After receiving treatment from Cheney’s Secret Service agents, Whittington was taken to a hospital in Kingsville, Texas, then airlifted to a hospital in Corpus Christi.

Whittington later offered an apology himself for his role as the victim.

“My family and I are deeply sorry for all that Vice President Cheney and his family have had to go through this past week,” he said in a statement when he was released from the hospital. “We send our love and respect to them as they deal with situations that are much more serious than what we’ve had this week.”

Whittington left the hospital with about 30 pellets still in his body, including one near his heart and another in his eye socket, as doctors considered their removal too risky.

The hunting mishap provided fodder for comedians.

“I think Cheney is starting to lose it,” Jay Leno said in his standup routine. “After he shot the guy, he screamed, ‘Anyone else want to call domestic wiretapping illegal?’”

Even President Bush managed to find humor in the matter when he met with the U.S. Military Academy’s 2005 men’s championship rifle team at the White House.

“If you happen to be walking around and you run into the vice president, you might give him a few pointers,” he said.

Whittington was born on March 3, 1927, in Henderson, Texas, about 140 miles from Dallas.

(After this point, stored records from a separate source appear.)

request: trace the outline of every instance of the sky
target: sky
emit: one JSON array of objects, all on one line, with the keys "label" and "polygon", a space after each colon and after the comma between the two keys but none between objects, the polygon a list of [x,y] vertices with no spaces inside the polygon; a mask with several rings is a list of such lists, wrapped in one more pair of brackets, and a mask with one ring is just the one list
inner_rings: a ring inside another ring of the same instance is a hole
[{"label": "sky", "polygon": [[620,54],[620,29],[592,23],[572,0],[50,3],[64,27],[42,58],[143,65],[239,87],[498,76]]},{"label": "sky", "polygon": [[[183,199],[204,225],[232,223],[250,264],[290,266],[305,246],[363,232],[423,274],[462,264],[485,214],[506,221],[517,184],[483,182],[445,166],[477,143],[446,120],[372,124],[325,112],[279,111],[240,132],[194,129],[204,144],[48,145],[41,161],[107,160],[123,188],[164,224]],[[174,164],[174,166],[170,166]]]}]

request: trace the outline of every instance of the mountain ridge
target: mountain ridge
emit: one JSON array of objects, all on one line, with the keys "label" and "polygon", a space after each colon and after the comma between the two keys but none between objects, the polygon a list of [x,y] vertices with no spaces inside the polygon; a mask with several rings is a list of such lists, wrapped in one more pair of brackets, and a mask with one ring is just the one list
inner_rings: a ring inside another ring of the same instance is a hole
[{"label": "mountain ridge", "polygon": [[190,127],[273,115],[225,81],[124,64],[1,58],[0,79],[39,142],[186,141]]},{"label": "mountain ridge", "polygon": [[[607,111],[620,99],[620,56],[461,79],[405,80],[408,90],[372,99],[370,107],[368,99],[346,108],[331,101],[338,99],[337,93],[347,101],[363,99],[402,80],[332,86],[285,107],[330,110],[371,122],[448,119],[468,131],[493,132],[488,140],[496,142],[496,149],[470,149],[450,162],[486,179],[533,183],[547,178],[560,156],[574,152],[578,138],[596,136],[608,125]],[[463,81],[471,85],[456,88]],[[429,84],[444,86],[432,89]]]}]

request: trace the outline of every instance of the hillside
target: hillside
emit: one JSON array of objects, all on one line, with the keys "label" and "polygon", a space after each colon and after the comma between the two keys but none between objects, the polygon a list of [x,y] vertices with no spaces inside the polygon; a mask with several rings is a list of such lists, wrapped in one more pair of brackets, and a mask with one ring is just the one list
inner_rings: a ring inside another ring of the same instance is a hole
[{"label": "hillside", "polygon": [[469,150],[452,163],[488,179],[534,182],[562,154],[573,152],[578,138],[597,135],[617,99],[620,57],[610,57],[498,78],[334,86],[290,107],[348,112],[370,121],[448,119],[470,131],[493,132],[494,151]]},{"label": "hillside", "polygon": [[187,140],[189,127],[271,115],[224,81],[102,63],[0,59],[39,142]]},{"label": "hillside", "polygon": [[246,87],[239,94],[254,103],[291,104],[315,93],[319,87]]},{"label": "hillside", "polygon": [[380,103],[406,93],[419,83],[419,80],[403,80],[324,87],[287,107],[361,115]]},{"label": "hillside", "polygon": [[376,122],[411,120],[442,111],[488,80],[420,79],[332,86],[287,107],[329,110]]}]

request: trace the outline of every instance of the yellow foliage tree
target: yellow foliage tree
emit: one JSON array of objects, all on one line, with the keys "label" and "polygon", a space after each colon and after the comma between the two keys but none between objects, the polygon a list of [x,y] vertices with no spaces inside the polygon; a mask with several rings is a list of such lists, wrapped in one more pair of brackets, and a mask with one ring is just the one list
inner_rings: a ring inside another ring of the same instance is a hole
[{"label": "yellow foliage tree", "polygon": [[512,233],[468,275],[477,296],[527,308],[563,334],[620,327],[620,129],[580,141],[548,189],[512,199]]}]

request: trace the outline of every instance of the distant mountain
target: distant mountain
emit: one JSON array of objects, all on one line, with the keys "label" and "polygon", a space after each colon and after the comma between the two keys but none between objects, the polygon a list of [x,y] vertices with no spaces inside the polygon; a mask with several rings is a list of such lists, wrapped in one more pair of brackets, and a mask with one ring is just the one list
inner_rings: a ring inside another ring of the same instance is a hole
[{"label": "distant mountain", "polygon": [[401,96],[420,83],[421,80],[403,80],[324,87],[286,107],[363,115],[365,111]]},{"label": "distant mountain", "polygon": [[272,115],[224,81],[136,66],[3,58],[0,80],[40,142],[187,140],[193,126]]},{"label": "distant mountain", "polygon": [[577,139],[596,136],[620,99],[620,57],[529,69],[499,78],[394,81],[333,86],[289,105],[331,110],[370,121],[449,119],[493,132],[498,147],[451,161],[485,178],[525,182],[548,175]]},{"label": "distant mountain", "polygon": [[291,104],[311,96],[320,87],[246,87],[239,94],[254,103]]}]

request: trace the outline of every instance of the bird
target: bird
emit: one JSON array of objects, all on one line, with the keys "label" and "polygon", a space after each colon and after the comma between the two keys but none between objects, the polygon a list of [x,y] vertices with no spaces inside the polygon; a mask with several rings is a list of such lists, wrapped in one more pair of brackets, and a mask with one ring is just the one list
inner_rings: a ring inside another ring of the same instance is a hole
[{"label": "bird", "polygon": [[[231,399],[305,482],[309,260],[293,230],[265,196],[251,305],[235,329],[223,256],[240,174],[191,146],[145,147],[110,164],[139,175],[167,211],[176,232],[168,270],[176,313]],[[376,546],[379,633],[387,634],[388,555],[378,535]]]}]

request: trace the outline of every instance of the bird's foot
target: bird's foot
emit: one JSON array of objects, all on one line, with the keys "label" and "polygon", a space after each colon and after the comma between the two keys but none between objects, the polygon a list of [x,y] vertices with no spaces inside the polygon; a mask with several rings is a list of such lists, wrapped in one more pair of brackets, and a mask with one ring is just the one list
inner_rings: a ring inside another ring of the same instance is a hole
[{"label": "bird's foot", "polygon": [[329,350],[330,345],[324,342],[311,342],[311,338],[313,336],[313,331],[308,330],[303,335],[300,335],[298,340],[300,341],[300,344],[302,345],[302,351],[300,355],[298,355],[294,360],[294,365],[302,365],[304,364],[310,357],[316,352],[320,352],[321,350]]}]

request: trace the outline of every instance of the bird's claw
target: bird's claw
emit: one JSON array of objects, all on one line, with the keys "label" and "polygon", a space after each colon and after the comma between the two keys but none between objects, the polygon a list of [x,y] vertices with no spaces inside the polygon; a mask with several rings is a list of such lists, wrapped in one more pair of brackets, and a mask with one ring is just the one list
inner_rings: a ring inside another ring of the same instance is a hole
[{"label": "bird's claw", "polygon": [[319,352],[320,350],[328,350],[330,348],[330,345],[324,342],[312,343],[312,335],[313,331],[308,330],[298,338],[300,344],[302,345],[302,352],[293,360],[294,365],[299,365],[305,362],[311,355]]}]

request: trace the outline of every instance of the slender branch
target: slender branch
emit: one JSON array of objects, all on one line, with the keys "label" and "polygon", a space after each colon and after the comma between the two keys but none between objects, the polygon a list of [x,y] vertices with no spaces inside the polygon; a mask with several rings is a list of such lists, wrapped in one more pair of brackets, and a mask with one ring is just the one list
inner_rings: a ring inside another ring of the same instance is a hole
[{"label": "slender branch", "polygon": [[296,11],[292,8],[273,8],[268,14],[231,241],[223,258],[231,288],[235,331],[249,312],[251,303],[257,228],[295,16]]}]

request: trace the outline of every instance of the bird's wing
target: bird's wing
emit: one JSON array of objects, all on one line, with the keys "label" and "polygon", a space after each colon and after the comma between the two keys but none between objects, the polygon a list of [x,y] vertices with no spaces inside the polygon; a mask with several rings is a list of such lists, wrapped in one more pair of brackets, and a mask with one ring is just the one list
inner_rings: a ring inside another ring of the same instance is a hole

His father had a dry-goods store and a cotton gin, both of which he lost during the Great Depression, according to a 2010 interview he gave to the Washington Post.

After graduating with a law degree from the University of Texas in 1950, Whittington practiced law in Austin and invested in commercial real estate in the state’s capital. He also snubbed his family’s Democratic loyalties by supporting Republican candidates, managing John Tower’s successful race for a Senate seat in 1961. Whittington also worked for George H.W. Bush’s unsuccessful campaign for the U.S. Senate in 1964.

His access to Republican leaders landed him a job on the state’s prison board from 1979 until 1985. During that time, he held public hearings on the system’s drug scandals, cronyism, no-bid contracts and the disciplining of prisoners. He also served on the Texas Funeral Service Commission and was chairman of the state’s public finance authority board.

Whittington and his wife had four daughters.

“We all assume certain risks in whatever we do, whatever we pursue,” Whittington said in 2006. “And regardless of how experienced, careful and dedicated we are, accidents do and will happen.”